Emma a un palais patiemment éduqué, une passion pour le goût et un rêve : devenir inspectrice pour le Michelin. Emma existe, en vrai. Elle s’appelle Emmanuelle Maisonneuve et elle a vraiment été l’une des premières femmes à intégrer le guide.
De cette expérience, elle a fait un roman graphique, Le goût d’Emma, illustré dans le style manga par la dessinatrice japonaise, Kan Takahama.

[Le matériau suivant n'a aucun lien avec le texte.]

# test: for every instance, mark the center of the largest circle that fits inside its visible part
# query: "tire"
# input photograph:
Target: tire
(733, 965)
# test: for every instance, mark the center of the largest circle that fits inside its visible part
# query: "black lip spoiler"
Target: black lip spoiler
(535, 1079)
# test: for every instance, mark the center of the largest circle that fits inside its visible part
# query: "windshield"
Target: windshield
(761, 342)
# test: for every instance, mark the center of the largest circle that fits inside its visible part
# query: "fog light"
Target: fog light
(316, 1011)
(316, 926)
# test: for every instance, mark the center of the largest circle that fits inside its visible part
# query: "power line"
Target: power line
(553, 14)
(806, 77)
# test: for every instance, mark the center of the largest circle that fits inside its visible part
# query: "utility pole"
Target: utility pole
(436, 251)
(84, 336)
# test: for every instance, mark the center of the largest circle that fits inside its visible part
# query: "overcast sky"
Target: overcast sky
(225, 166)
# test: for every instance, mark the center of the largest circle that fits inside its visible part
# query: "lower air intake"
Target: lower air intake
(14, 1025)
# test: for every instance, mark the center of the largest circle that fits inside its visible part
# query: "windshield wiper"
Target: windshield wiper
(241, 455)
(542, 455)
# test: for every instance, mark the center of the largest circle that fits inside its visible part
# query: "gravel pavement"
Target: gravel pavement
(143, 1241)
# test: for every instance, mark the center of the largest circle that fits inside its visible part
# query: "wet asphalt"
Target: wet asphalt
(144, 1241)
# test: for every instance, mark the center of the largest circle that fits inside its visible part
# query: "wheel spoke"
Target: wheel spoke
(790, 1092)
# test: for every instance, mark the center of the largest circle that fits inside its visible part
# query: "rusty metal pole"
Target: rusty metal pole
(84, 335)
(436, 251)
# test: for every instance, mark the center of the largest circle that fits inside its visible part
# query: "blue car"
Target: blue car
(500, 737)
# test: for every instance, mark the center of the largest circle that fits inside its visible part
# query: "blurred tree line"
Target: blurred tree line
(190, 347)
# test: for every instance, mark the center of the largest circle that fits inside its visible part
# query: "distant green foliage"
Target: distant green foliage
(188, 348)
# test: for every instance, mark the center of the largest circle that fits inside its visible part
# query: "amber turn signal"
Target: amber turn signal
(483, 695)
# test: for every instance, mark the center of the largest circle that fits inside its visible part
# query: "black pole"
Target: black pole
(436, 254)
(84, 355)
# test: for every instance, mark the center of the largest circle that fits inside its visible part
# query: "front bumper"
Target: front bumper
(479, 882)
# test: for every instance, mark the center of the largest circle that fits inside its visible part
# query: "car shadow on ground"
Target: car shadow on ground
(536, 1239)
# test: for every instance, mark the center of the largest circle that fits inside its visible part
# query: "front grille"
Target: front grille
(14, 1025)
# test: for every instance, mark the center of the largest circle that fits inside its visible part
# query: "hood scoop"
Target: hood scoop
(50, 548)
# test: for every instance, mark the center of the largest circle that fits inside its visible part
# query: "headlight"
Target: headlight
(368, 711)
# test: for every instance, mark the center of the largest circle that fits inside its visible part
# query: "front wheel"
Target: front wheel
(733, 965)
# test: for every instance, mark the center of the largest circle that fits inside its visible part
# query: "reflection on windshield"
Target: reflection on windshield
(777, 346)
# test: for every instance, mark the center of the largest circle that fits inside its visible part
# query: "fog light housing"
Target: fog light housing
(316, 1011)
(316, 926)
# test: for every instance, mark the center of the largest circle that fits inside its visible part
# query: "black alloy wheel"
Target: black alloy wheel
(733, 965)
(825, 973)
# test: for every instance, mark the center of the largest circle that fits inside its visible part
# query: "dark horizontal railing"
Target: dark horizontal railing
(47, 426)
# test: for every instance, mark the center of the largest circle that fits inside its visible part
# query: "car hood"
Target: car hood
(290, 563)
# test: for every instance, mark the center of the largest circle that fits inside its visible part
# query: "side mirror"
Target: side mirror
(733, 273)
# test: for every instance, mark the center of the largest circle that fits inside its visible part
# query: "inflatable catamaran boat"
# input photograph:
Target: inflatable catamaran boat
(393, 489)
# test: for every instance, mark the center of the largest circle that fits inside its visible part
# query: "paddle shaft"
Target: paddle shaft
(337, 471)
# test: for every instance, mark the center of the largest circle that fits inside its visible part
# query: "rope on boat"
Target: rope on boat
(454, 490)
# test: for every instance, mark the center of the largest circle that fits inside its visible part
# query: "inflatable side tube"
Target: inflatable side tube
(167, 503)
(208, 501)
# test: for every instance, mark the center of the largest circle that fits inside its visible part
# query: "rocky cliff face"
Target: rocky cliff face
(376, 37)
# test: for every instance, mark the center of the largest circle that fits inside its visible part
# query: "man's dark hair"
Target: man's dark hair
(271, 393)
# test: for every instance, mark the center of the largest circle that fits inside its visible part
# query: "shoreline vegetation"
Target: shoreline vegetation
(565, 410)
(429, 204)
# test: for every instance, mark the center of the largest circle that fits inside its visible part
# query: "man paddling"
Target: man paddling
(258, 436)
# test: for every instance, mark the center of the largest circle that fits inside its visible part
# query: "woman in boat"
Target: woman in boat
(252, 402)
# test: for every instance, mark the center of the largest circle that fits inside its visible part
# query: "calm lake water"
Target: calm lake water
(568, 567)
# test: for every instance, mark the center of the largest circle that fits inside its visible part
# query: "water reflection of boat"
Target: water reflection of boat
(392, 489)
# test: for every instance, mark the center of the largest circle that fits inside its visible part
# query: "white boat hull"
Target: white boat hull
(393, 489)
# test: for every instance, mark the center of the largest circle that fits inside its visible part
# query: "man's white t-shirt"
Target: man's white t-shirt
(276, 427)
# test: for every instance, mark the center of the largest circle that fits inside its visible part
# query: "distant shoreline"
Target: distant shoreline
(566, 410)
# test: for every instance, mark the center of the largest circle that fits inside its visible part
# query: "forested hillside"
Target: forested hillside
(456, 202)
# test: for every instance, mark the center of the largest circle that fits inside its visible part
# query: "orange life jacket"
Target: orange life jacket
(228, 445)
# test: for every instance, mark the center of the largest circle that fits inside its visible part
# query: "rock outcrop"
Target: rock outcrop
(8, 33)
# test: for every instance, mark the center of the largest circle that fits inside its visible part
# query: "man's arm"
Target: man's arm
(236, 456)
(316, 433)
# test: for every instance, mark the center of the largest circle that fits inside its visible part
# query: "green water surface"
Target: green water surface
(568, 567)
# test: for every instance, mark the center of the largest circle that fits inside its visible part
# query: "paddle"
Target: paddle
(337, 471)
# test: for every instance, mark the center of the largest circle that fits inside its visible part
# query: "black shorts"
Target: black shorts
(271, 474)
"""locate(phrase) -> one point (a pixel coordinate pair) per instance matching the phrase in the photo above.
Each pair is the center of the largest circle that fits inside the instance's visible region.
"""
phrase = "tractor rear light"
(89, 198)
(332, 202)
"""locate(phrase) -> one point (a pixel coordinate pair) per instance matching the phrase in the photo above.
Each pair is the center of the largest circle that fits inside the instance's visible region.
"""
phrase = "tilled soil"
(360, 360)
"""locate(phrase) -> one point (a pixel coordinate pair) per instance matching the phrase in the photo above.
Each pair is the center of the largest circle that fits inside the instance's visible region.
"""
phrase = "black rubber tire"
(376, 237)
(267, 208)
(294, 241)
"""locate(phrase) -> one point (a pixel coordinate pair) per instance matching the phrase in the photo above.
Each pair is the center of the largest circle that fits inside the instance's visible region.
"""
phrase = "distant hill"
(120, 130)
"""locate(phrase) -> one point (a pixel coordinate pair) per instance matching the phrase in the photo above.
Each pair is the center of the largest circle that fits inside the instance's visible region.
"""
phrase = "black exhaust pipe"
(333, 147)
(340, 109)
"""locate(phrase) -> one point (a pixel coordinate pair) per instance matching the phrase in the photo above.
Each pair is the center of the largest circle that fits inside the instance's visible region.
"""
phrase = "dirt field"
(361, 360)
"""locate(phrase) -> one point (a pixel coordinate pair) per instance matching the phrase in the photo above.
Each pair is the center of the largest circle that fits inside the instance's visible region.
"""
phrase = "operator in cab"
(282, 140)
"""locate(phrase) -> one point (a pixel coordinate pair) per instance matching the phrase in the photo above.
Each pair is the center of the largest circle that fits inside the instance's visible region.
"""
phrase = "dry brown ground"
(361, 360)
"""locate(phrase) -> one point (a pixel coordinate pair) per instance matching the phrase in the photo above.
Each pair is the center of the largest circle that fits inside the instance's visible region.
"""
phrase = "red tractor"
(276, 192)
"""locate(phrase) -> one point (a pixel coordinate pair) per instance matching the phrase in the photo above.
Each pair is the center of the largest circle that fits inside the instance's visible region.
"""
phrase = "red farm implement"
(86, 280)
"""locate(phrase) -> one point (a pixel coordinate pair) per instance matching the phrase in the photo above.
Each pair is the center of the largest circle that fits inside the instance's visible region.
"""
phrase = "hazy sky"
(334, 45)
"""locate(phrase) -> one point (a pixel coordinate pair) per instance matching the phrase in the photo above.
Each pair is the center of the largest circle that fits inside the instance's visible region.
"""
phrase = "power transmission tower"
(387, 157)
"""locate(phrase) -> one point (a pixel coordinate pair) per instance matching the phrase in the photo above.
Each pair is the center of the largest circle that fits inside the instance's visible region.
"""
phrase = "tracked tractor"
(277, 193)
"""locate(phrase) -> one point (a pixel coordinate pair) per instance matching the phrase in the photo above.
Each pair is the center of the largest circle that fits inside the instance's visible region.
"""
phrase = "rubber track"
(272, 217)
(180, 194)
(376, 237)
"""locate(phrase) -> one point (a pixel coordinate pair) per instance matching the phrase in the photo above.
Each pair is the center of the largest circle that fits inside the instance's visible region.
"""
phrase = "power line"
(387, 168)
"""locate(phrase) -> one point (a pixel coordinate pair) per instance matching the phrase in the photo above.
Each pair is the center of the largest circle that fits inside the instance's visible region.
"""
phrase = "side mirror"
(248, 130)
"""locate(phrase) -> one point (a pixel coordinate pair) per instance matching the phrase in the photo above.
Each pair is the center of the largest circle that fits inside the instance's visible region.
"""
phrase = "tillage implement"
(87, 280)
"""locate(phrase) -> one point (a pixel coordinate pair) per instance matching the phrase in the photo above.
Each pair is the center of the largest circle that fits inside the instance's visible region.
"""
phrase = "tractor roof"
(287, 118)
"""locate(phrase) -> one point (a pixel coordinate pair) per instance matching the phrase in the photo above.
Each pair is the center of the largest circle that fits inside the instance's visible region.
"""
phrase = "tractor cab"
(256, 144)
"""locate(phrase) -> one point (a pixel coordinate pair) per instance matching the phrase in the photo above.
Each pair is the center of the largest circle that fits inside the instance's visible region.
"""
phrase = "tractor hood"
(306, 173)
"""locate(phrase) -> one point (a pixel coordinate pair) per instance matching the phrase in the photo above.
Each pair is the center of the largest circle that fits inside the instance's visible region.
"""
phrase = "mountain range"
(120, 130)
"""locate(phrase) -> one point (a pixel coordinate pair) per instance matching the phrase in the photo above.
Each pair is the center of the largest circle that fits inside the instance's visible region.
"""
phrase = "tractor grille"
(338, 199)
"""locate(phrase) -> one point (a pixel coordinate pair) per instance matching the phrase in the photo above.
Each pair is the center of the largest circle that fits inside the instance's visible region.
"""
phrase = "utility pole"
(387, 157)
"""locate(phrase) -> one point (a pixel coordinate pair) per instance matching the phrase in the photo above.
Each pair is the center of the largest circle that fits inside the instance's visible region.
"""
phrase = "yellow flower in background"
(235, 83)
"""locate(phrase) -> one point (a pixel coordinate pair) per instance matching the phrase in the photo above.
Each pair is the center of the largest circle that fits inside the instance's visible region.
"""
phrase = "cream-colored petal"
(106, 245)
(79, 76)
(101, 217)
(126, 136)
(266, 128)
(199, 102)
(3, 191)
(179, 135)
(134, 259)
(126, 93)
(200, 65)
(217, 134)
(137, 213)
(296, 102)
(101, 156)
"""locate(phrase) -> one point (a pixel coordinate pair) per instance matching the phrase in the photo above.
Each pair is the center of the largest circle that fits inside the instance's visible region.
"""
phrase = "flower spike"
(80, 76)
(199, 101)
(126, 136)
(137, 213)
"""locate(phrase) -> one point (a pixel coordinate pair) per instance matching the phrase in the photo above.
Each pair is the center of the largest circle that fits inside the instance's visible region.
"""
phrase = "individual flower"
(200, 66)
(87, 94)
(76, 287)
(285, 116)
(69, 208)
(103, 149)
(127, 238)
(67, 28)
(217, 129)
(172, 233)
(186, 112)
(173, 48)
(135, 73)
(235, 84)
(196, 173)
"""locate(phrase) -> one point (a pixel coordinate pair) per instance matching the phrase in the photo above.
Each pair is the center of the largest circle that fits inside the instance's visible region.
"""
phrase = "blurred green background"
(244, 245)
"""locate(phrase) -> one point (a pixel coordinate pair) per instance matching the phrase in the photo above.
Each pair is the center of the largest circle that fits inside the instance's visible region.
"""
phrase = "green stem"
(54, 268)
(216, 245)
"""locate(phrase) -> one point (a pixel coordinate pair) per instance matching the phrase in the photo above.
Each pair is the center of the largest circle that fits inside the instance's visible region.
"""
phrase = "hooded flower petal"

Le résultat est autrement plus passionnant que 200 pages sur la dégustation des quenelles. D’abord parce qu’Emma dévoile les coulisses du guide gastronomique le plus (sur)coté au monde : comment on postule, l’examen d’entrée autour d’un menu, l’apprentissage sur le terrain, la très légère (huhuhu) misogynie qui règne dans ce milieu ultra masculin, le bizutage dans les régions les moins chouettes à couvrir, les maux d’estomac après le troisième gratin dauphinois.
Un métier qui n’a finalement de glamour que le nom et qui s’apparente à d’éreintants et solitaires marathons d’établissements agréables en gargotes très moyennes, avec parfois un feu d’artifice qui lui rappelle ce qu’elle fait là.
Chaque visite illustrée est aussi une petite leçon de décorticage d’assiettes, de classement de goûts, de topologie des ingrédients.
Ses doutes, enfin, sur le sens de ce métier qui peut faire et défaire des humains, propulser des vies et démolir des entreprises. Particulièrement interpellant à l’heure où chacun.e est guide gastronomique, sur ce site, sur des blogs, sur Tripadvisor, Yelp ou je sais pas quoi d’autre, la petite note en guise de couperet, le commentaire en dague empoisonnée.
Attention, la description de son voyage initiatique au Japon donne fort fort envie de faire sa valise et de finir dans sa vie dans un bol de ramen.
Le goût d’Emma de Emmanuelle Maisonneuve, Julia Pavlowitch et Kan Takahama, aux éditions Les Arènes.